Руки, волосы, плоские мышцы твёрдой груди. Низкий, чуть хрипловатый голос. Мину казалось, ещё миллиметр вниз и он свалится на подогнувшиеся невовремя колени в дебильных кожаных штанах.

— Ты что-то хотел? — тихо спросил Хань, когда голова Мина было в сантиметрах от его тонкого носа, линии благородного профиля. Когда он дышал тёплой мятой прямо ему в лицо.

Ему пришлось взмахнуть ресницами вверх, чтобы поймать расплывчатые зрачки Минсока в широких глазищах. Они, эти самые зрачки, сужались и расширялись со скоростью ракеты, пугая и заставляя чувствовать что-то неприятное в ладонях. Зуд, нарастающий под кончиками ногтей рук и ног.

— Ага, — из последних сил выдохнул Мин прямо в приоткрытый рот Ханя.

Опять он так близко. Опять у Мина веки закатываются от одного осознания этого. Учитель Лу Хань ему не нравился вообще, в принципе, а уж говорить о том, что он его возбуждал, как мужчина, было бы в высшей степени глупо.

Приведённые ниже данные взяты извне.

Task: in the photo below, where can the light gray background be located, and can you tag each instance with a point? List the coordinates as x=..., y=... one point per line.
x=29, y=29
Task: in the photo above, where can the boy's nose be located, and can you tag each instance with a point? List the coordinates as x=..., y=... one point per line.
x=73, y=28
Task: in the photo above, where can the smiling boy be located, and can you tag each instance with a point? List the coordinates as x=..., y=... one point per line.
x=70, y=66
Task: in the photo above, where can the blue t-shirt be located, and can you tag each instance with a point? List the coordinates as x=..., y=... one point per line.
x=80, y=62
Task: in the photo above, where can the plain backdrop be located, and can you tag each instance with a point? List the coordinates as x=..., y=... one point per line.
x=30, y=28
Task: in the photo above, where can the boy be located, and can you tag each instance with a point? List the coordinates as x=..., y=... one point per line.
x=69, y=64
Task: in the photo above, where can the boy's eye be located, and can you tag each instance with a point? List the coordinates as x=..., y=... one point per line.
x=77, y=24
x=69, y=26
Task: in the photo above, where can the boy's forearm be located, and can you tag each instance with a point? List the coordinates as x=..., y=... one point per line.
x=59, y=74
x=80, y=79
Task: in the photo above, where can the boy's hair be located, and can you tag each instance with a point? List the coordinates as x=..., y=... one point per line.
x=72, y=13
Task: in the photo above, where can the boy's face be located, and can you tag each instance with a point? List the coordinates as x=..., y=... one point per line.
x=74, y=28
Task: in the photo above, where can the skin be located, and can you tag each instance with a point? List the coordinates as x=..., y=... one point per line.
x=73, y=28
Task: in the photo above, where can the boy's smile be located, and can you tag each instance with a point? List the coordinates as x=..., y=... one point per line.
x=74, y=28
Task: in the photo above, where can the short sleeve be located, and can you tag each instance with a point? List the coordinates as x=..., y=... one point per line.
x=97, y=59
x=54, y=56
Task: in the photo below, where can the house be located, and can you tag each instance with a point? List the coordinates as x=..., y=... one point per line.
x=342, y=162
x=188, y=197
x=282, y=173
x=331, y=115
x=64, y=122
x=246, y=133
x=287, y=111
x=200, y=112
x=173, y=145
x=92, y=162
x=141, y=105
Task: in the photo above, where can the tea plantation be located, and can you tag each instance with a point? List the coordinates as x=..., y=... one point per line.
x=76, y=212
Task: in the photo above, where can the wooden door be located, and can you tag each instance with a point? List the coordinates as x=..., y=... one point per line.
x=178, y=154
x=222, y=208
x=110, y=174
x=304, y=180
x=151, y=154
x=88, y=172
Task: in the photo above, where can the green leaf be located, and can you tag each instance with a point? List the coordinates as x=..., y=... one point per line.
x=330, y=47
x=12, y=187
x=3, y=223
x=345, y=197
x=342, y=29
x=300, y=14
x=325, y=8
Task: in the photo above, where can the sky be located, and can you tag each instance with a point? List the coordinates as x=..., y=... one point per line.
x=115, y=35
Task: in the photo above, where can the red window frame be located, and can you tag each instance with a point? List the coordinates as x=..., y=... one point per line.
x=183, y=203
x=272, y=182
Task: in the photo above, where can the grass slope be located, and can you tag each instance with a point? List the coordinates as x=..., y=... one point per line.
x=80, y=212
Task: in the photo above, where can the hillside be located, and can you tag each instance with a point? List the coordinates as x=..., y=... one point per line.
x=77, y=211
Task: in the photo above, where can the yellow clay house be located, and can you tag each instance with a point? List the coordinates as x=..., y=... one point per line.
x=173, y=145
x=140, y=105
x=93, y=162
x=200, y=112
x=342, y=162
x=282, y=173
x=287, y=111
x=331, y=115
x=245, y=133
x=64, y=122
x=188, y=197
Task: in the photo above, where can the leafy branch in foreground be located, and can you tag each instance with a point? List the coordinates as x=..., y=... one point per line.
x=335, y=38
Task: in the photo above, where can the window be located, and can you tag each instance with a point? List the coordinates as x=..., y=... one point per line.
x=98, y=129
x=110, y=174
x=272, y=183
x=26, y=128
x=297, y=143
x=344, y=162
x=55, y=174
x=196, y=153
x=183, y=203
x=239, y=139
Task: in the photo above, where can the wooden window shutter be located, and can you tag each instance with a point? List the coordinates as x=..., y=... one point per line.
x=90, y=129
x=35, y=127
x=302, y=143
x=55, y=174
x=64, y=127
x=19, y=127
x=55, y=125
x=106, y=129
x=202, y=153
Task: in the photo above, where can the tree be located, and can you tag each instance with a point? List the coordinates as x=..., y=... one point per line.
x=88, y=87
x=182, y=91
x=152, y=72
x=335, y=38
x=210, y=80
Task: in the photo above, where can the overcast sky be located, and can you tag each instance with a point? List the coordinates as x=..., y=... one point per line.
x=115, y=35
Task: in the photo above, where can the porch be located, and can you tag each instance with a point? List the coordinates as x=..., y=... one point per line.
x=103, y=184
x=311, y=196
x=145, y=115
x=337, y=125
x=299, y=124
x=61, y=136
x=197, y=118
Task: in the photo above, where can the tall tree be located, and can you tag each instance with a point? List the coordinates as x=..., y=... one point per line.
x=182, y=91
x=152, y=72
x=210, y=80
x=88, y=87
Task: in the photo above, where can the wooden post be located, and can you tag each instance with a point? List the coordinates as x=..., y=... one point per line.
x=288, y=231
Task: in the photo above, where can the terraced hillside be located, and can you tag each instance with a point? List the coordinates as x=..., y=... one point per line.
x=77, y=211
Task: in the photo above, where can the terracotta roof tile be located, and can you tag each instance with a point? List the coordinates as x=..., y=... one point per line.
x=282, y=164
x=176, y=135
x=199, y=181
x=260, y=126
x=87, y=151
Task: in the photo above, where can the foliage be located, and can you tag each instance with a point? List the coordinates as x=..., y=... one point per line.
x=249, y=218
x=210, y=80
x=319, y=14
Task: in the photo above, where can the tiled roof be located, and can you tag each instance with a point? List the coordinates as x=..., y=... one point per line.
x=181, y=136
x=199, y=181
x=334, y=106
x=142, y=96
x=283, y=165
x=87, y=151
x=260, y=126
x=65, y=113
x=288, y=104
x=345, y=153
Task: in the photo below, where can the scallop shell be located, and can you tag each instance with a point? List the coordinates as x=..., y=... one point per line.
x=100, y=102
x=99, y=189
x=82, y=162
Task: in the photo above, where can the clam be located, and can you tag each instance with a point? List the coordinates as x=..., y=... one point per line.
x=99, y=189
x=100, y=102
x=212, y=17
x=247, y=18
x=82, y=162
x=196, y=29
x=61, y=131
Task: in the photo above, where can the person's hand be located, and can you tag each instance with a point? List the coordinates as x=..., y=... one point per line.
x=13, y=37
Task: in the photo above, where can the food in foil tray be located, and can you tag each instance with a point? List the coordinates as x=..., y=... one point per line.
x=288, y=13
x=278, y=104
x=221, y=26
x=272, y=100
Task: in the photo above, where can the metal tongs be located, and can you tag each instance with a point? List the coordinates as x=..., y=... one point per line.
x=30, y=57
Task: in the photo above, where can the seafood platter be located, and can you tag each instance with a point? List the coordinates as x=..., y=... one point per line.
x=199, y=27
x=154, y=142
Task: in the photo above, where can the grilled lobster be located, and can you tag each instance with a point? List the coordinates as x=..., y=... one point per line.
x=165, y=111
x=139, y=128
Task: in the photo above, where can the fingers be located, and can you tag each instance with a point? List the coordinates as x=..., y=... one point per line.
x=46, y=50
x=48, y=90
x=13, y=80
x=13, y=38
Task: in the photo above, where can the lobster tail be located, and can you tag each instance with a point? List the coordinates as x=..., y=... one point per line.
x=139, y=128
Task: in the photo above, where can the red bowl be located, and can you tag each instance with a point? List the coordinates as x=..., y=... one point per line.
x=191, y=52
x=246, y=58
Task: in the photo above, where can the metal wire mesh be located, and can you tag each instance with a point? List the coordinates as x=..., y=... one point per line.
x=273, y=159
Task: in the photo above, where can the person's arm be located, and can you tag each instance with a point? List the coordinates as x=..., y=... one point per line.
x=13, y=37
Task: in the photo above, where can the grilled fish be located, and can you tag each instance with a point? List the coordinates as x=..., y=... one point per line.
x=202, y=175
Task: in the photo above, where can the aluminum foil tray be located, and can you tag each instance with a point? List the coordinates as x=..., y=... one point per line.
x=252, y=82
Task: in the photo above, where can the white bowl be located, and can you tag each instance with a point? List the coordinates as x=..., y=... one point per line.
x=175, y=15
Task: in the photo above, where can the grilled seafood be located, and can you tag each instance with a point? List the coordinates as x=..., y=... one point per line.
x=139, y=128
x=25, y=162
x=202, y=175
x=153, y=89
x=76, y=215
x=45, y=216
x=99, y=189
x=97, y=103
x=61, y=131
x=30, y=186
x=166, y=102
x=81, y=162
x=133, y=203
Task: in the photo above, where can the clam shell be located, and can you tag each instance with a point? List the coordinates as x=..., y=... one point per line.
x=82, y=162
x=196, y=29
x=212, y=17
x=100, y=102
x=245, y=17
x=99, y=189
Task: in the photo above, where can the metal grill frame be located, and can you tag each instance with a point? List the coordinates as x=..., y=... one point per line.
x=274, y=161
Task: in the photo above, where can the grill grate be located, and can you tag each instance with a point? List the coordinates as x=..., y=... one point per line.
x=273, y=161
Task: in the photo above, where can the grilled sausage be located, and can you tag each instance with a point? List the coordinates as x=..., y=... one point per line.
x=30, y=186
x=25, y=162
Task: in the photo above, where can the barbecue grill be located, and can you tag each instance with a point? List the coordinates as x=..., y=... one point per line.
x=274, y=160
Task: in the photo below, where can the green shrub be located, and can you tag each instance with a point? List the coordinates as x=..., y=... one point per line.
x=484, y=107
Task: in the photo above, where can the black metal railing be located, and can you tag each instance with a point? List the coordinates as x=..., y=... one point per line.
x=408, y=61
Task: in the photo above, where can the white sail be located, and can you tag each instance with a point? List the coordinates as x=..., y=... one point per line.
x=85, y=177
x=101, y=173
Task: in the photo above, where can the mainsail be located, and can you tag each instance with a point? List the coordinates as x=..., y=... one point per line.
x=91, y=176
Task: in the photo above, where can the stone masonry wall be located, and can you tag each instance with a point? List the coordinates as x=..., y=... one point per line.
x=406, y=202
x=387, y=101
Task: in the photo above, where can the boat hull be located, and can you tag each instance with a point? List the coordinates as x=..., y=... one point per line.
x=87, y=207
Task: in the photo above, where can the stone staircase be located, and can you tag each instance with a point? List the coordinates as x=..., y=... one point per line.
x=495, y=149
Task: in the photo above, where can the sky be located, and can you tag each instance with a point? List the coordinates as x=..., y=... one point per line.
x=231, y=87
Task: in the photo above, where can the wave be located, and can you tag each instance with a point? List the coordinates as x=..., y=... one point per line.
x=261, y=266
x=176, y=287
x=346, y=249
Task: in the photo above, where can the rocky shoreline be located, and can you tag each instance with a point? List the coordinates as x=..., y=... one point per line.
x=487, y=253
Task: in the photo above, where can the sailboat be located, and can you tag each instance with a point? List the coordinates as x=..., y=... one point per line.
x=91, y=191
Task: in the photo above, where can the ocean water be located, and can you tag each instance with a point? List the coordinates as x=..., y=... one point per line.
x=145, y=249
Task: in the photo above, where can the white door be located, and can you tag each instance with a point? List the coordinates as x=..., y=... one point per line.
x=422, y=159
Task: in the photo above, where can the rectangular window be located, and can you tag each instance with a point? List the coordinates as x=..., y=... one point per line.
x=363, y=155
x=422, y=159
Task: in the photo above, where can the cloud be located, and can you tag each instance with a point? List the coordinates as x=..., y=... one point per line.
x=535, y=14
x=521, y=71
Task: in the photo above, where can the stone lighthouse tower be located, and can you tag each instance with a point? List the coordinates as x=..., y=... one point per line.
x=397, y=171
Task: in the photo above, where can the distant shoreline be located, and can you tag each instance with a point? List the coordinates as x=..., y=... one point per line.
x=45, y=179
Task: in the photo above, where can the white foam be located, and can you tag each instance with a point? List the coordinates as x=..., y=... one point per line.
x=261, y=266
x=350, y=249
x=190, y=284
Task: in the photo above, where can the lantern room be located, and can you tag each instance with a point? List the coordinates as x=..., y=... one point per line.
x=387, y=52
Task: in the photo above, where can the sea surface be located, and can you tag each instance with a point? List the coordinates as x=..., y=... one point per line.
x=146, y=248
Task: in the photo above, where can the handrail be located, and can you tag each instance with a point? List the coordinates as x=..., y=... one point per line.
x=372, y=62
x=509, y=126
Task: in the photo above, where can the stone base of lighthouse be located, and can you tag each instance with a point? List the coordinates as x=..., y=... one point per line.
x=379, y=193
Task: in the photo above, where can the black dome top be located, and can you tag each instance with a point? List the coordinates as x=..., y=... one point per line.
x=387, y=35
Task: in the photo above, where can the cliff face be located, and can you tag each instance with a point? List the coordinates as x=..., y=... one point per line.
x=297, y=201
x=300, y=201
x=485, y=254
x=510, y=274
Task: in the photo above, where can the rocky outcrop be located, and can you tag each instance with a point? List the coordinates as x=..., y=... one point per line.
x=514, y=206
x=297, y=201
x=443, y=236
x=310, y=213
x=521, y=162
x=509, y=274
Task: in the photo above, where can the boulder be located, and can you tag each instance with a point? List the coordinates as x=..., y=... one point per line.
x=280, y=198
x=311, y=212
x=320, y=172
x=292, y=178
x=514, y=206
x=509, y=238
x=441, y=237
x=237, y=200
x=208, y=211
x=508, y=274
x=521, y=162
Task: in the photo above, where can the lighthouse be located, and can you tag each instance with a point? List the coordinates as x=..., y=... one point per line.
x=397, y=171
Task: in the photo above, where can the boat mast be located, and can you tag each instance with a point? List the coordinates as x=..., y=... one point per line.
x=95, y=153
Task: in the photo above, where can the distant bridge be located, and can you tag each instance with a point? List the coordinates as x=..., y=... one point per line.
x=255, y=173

Потому что... он же не гей.

Даже если сравнить его с Мирой: девушку хотелось трахать. Ханя — никогда.

Он мысленно взвыл, давая себе смачную оплеуху за то, что вообще подумал о возможности сравнивать их. Какого хрена, спрашивается?

Он застыл каменным изваянием ровно тогда, когда от его потрескавшихся губ до красивого рта Ханя оставалось пара миллиметров. Он не мог его поцеловать. Не мог.

Целовать парня — это мерзко.

Целовать учителя — страшно.

Целовать Лу Ханя — пиздецки невозможно, потому что он убьёт его сразу же. Убьёт своим фирменным взглядом из-под полуопущенных век и плавающих в вязкой прохладе воздуха ресниц со светлыми кончиками и густо-каштановыми корнями. Они утолщались к основанию, сейчас Мин мог рассмотреть это в мельчайших деталях.

— Так что? — верхняя губа Ханя на букве " т" задела сухую рану на потрескавшейся коже Мина, дёргая того за плечи под самый потолок.

По ощущениям так точно.

Он еле поднял трясущиеся руки, чтобы провести по предплечью Ханя, что было закрыто плотной тканью пиджака. Ему казалось, что ошейник давит не только на шею, но и на всё тело, сминая в своём кулаке, раздавливая, как жука под подошвой ботинка.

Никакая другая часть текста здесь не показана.